No decorrer da semana, variando apenas de intensidade, os confrontos entre trabalhadores e policiais continuaram. O clima era de pavor. No penúltimo dia da greve, quinta-feira, em decisão surpreendente, o Tribunal Regional do Trabalho (TRT-MG) considerou legal a greve, determinando o reajuste salarial e o pagamento dos dias parados. A sentença, porém, não englobava todas as reivindicações. Favorecia, na verdade, uma estratégia patronal, cuja contraproposta provocava uma divisão na categoria. Encarregados e mestres tiveram seus pleitos atendidos, enquanto a pendência permanecia com relação aos salários de oficiais e serventes.
Outro dia
Uma assembleia no dia seguinte, no velho estádio do Atlético, com milhares de operários dentro e fora do campo, expôs de forma violenta a divisão da categoria. Com a PM de prontidão na Avenida Olegário Maciel, Pizarro colocou em votação o fim do movimento. “Trabalhadores que querem a greve legal, fiquem à direita. Os que não querem, à esquerda”, conclamou, referindo-se à decisão da Justiça Trabalhista, que condicionava o cumprimento da sentença ao retorno imediato ao trabalho. Foi o estopim de uma nova guerra.

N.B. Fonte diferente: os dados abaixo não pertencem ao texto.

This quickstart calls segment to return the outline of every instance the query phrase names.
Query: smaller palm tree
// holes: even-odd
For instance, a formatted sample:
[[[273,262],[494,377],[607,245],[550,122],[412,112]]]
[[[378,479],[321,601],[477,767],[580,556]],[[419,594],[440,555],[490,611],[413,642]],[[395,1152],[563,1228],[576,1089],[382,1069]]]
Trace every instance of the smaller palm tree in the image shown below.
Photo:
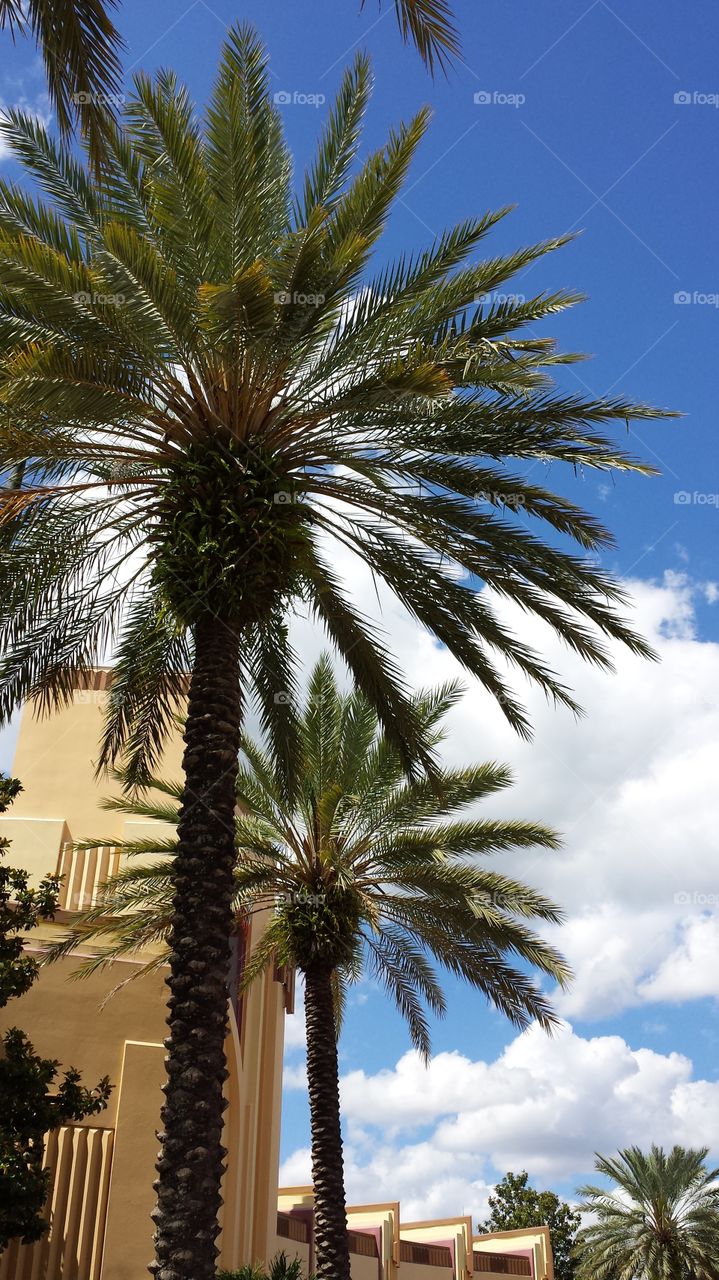
[[[580,1188],[596,1221],[577,1240],[578,1280],[719,1280],[719,1169],[707,1169],[708,1150],[597,1156],[615,1189]]]
[[[448,685],[414,700],[432,748],[443,737],[441,722],[458,692]],[[557,837],[535,823],[458,816],[508,785],[509,773],[498,765],[438,769],[431,781],[423,775],[407,779],[376,710],[361,693],[340,692],[327,656],[312,674],[299,725],[299,773],[243,737],[235,910],[238,920],[269,914],[246,964],[245,984],[270,964],[294,966],[304,975],[316,1269],[320,1280],[349,1280],[337,1061],[348,987],[365,972],[377,978],[425,1059],[426,1010],[445,1011],[433,961],[515,1025],[536,1019],[551,1031],[556,1018],[531,969],[561,984],[568,970],[527,922],[556,922],[559,911],[478,860],[527,846],[553,848]],[[175,821],[180,788],[153,785],[154,799],[122,798],[106,806]],[[108,843],[117,845],[94,839],[80,847]],[[121,844],[145,860],[153,853],[165,857],[110,880],[55,954],[80,941],[86,949],[92,935],[108,945],[81,972],[139,948],[155,950],[145,968],[161,964],[165,956],[157,944],[169,933],[173,847],[172,840]]]

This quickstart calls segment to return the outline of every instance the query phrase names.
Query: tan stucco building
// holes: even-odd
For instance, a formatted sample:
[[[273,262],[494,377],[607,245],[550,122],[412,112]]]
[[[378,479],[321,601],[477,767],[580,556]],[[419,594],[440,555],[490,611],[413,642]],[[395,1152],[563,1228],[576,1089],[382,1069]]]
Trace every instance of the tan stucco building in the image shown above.
[[[89,905],[98,884],[119,866],[113,841],[140,839],[161,824],[100,807],[115,788],[95,777],[107,673],[97,672],[72,703],[49,720],[22,716],[14,776],[24,790],[0,817],[0,835],[12,841],[9,860],[39,881],[63,876],[56,921],[38,929],[31,945],[64,931],[73,913]],[[162,773],[180,776],[179,737],[169,743]],[[78,853],[72,842],[101,838],[96,851]],[[262,921],[253,918],[250,948]],[[254,932],[253,932],[254,931]],[[140,964],[146,957],[138,957]],[[164,1079],[165,988],[162,972],[121,987],[135,967],[125,961],[68,981],[77,958],[43,968],[21,1002],[0,1011],[0,1032],[16,1022],[44,1056],[75,1066],[86,1084],[109,1075],[110,1105],[86,1123],[52,1135],[51,1231],[32,1247],[17,1244],[0,1257],[0,1280],[141,1280],[152,1257],[152,1182]],[[230,992],[229,1077],[220,1265],[271,1258],[284,1249],[311,1270],[312,1189],[279,1191],[280,1112],[284,1019],[292,1009],[287,975],[268,973],[240,998]],[[353,1280],[471,1280],[518,1275],[553,1280],[547,1229],[473,1237],[469,1218],[402,1221],[400,1206],[358,1205],[348,1210]]]

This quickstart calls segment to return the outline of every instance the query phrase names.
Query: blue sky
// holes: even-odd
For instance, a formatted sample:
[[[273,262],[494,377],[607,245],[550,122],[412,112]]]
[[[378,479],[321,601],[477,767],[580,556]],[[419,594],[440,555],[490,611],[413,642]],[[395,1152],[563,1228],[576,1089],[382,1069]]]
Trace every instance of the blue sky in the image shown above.
[[[549,1051],[534,1041],[529,1048],[526,1041],[512,1046],[515,1035],[506,1023],[450,984],[450,1013],[437,1028],[436,1047],[440,1054],[463,1055],[450,1080],[474,1079],[466,1063],[490,1064],[490,1102],[481,1113],[470,1102],[453,1112],[446,1098],[429,1112],[418,1104],[389,1139],[385,1120],[384,1163],[371,1151],[377,1130],[363,1113],[362,1097],[374,1096],[375,1084],[380,1095],[393,1096],[403,1079],[396,1064],[406,1038],[380,993],[367,986],[358,993],[343,1040],[343,1070],[364,1072],[347,1086],[356,1196],[373,1187],[389,1192],[392,1177],[399,1177],[394,1164],[406,1171],[399,1190],[417,1210],[449,1211],[449,1200],[458,1196],[458,1210],[478,1212],[486,1183],[510,1160],[515,1168],[531,1167],[537,1181],[571,1190],[602,1142],[618,1145],[625,1136],[699,1142],[706,1131],[706,1140],[719,1146],[716,1121],[713,1128],[708,1123],[712,1106],[719,1115],[711,972],[718,954],[719,877],[712,870],[710,774],[719,724],[718,683],[712,679],[719,674],[719,16],[714,0],[694,0],[690,17],[686,7],[656,0],[621,6],[618,0],[458,0],[457,11],[464,61],[447,80],[435,82],[402,46],[391,5],[378,10],[369,3],[360,13],[355,0],[124,0],[119,22],[128,66],[171,65],[202,100],[225,26],[237,18],[253,21],[270,50],[276,91],[294,99],[282,111],[298,171],[324,112],[321,104],[302,99],[330,98],[354,50],[367,48],[376,74],[367,146],[381,143],[392,124],[423,103],[434,112],[383,253],[422,246],[446,225],[505,204],[516,210],[495,232],[492,252],[581,231],[513,286],[526,294],[567,287],[589,295],[545,329],[565,347],[593,354],[589,363],[565,371],[566,385],[596,395],[621,391],[686,414],[632,432],[636,451],[661,469],[659,478],[550,476],[614,531],[617,546],[605,563],[635,585],[639,620],[662,649],[662,667],[625,663],[613,681],[590,677],[560,655],[557,662],[576,677],[589,712],[581,726],[538,709],[534,747],[520,749],[476,695],[472,706],[481,708],[481,731],[479,711],[471,723],[467,714],[457,731],[458,752],[461,746],[472,755],[513,761],[520,809],[570,832],[565,862],[552,872],[552,892],[565,901],[566,885],[569,952],[580,988],[584,983],[591,995],[592,984],[601,986],[611,972],[612,991],[597,1001],[577,997],[567,1006],[575,1039],[551,1050],[559,1057],[547,1060],[546,1072],[537,1067],[533,1073],[532,1064]],[[3,38],[0,59],[0,100],[44,112],[32,47],[13,47]],[[490,101],[475,101],[475,95]],[[12,172],[7,159],[0,163]],[[391,609],[383,620],[411,666],[406,623]],[[307,644],[309,652],[314,641]],[[439,678],[443,660],[430,658],[436,658]],[[420,674],[427,678],[426,671]],[[593,798],[576,803],[577,794],[590,792]],[[670,793],[673,808],[666,807]],[[505,812],[507,804],[511,799]],[[628,831],[634,834],[625,845]],[[529,874],[543,883],[538,868]],[[632,934],[644,961],[625,954]],[[613,949],[607,938],[614,939]],[[605,944],[600,981],[592,953]],[[703,982],[692,976],[697,969],[707,970]],[[509,1065],[502,1057],[507,1046]],[[299,1053],[290,1053],[291,1064]],[[627,1054],[634,1055],[631,1063]],[[599,1084],[594,1093],[582,1093],[591,1077],[587,1055],[604,1063],[606,1098]],[[677,1055],[693,1064],[691,1077]],[[555,1087],[564,1069],[560,1059],[574,1064],[561,1089]],[[442,1063],[451,1066],[452,1060]],[[388,1074],[375,1079],[383,1071]],[[301,1076],[291,1075],[290,1084],[293,1078],[301,1086]],[[422,1095],[423,1085],[405,1084]],[[576,1101],[571,1114],[567,1095]],[[637,1102],[625,1114],[622,1107],[635,1095],[641,1106]],[[536,1140],[516,1120],[526,1097],[540,1110],[546,1104]],[[503,1098],[513,1100],[514,1129]],[[649,1107],[646,1115],[643,1106]],[[381,1114],[379,1107],[375,1119]],[[285,1115],[286,1170],[294,1180],[306,1169],[301,1087],[288,1090]],[[623,1119],[613,1124],[612,1115]],[[464,1148],[452,1130],[455,1117],[460,1131],[479,1134],[467,1136]],[[569,1154],[562,1154],[562,1145]],[[440,1153],[434,1161],[426,1158],[430,1147]]]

Bastou uma parte se posicionar pelo fim da greve para que o confronto recomeçasse, desta vez entre os próprios peões. Paus, tijolos e pedras voaram em todas as direções. O corre-corre era incontrolável. Não havia opções. Muita gente, deitada no chão para se proteger, foi pisoteada. Pizarro caiu, atingido por uma pedrada na testa. A cena era patética. Num cubículo, o presidente se protegia atrás de cadeiras e com um pedaço de porta por cima. “A decisão tinha de ser tomada por votação”, justificou, na época, atordoado. “Faria tudo de novo”, reafirma, hoje, o ex-dirigente.
A rebelião dos peões terminou ali. Os ganhos trabalhistas, contudo, foram passageiros. Pouco mais de um mês depois da paralisação, o Tribunal Superior do Trabalho (TST) suspendeu a decisão do TRT-MG, acatando recurso do sindicato patronal.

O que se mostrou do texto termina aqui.